KeniMardira commented 5 years ago
  1. In your experience, what are the things that you look out for when deciding for melspectrogram amplitude? Specifically I'm asking on why did you decide on not normalising the melspectrogram in your experiment.

  2. In the paper you mentioned that in your experiment you trained the network with a batch size of 24 for 580.000 iterations. I would like to confirm that this is also the case for the checkpoint provided?

  3. With the GPU that I have at the moment (K80 and P100) and using a single GPU for each experiment, I can only manage a batch size of around 3 to 5, depending on the parameter for the WN network. In your opinion, would I be able to achieve similar results with lower batch size?

  4. If not for Question 3, is there a way for me to get better results without having to use multi-gpus?

rafaelvalle commented 5 years ago
  1. WaveGlow is an extremely large and non-linear function that should be able to learn the map from audio to z and vice-versa regardless of the spectrogram amplitude being normalized. Normalizing the amplitude probably makes it easier for the model to learn the map.

  2. Yes, the checkpoint provided is at ~580k iterations, if not exactly.

  3. In expectation you should be able to achieve similar results by using proper learning rate and waiting longer.

KeniMardira commented 5 years ago

@rafaelvalle Thanks for your answer. Recently I was able to train a model with less ringing, simply by replacing the upsampling method with a nearest neighbour upsampling.

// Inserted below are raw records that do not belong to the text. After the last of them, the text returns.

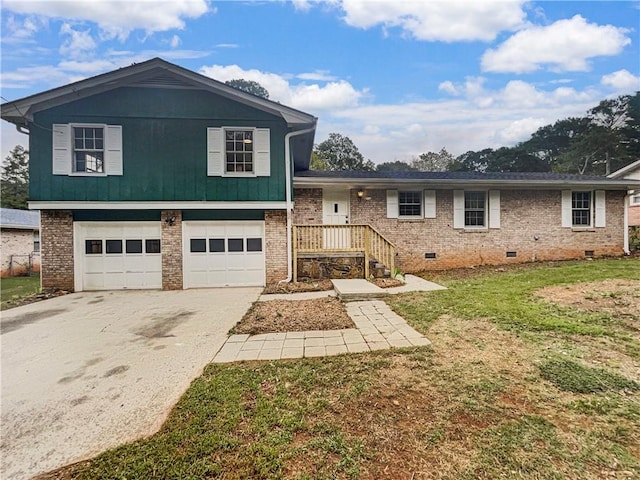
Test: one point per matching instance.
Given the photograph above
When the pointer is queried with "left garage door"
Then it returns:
(117, 255)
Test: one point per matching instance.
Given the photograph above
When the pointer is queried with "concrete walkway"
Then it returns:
(378, 327)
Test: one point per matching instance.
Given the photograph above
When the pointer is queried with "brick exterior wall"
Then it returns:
(530, 226)
(171, 241)
(634, 215)
(19, 244)
(56, 249)
(275, 245)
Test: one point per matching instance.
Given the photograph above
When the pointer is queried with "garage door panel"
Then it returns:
(227, 261)
(121, 260)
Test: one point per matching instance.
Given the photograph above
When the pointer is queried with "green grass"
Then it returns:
(503, 392)
(574, 377)
(14, 288)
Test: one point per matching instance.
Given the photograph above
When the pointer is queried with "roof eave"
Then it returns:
(19, 110)
(607, 184)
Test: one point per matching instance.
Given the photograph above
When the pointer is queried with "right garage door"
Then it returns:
(223, 254)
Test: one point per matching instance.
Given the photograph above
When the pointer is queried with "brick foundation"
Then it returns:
(171, 250)
(530, 226)
(275, 245)
(56, 249)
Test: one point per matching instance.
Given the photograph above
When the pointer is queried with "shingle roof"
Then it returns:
(12, 218)
(311, 178)
(524, 176)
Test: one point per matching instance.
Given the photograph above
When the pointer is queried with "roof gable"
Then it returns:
(152, 73)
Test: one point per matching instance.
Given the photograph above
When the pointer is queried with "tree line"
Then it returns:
(606, 139)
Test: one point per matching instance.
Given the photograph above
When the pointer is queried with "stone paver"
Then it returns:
(378, 328)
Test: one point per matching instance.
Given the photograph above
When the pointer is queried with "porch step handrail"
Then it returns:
(360, 238)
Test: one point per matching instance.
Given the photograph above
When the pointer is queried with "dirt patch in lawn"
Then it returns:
(294, 316)
(386, 282)
(299, 287)
(619, 298)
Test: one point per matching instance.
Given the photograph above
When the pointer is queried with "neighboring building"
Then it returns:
(20, 239)
(153, 176)
(631, 172)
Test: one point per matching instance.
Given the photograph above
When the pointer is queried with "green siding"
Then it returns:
(164, 148)
(116, 215)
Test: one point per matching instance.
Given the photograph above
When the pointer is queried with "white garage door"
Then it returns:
(117, 255)
(223, 253)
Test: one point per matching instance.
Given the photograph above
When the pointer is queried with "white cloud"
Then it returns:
(117, 19)
(454, 20)
(313, 97)
(622, 81)
(566, 45)
(77, 44)
(318, 75)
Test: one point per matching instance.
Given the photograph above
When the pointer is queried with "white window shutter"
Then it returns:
(601, 209)
(61, 149)
(113, 150)
(566, 209)
(215, 152)
(458, 209)
(494, 208)
(262, 152)
(429, 204)
(392, 204)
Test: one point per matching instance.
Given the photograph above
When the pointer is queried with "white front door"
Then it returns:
(335, 207)
(335, 211)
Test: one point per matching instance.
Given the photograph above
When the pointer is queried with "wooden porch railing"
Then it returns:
(343, 238)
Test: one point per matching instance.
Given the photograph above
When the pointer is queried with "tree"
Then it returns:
(397, 166)
(340, 153)
(317, 163)
(248, 86)
(433, 162)
(14, 181)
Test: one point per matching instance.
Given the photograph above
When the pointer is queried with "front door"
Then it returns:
(335, 211)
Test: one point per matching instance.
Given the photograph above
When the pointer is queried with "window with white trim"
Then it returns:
(238, 151)
(581, 204)
(475, 209)
(88, 149)
(409, 204)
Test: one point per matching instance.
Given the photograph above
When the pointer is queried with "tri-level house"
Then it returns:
(153, 176)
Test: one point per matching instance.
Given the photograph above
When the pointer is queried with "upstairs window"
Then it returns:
(581, 209)
(475, 209)
(88, 149)
(239, 151)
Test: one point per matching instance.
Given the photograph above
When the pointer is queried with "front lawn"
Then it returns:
(519, 382)
(14, 288)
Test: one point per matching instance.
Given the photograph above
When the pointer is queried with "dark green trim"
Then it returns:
(223, 215)
(116, 215)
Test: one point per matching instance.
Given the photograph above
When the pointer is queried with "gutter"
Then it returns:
(288, 196)
(625, 244)
(355, 182)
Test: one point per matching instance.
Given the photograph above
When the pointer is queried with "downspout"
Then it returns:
(625, 245)
(288, 196)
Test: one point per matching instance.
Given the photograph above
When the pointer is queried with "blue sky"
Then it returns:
(398, 77)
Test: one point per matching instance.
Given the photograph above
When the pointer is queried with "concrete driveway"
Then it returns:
(88, 371)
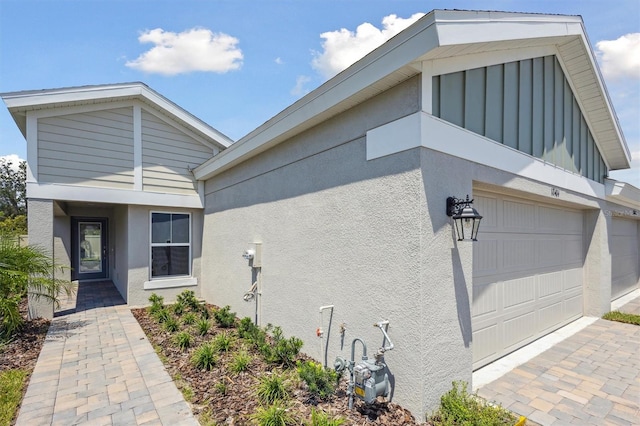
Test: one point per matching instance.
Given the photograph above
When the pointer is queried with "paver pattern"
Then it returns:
(97, 367)
(591, 378)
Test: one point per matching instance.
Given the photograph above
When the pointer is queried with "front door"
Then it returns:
(89, 248)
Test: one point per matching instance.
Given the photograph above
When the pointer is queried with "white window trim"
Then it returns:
(165, 281)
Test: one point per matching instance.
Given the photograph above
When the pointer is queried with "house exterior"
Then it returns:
(342, 197)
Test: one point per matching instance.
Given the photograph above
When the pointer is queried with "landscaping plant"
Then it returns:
(25, 269)
(458, 407)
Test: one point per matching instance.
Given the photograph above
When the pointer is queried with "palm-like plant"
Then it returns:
(25, 269)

I found that the upsampling method used in this repo is somewhat a bit arbitrary, where the conv transpose for upsampling outputs some "residual" samples at the end. Was there any reason for using conv transpose?

rafaelvalle commented 5 years ago

Can you share with us samples from your nearest neighbor upsampling approach?

rafaelvalle commented 5 years ago

Closing due to inactivity.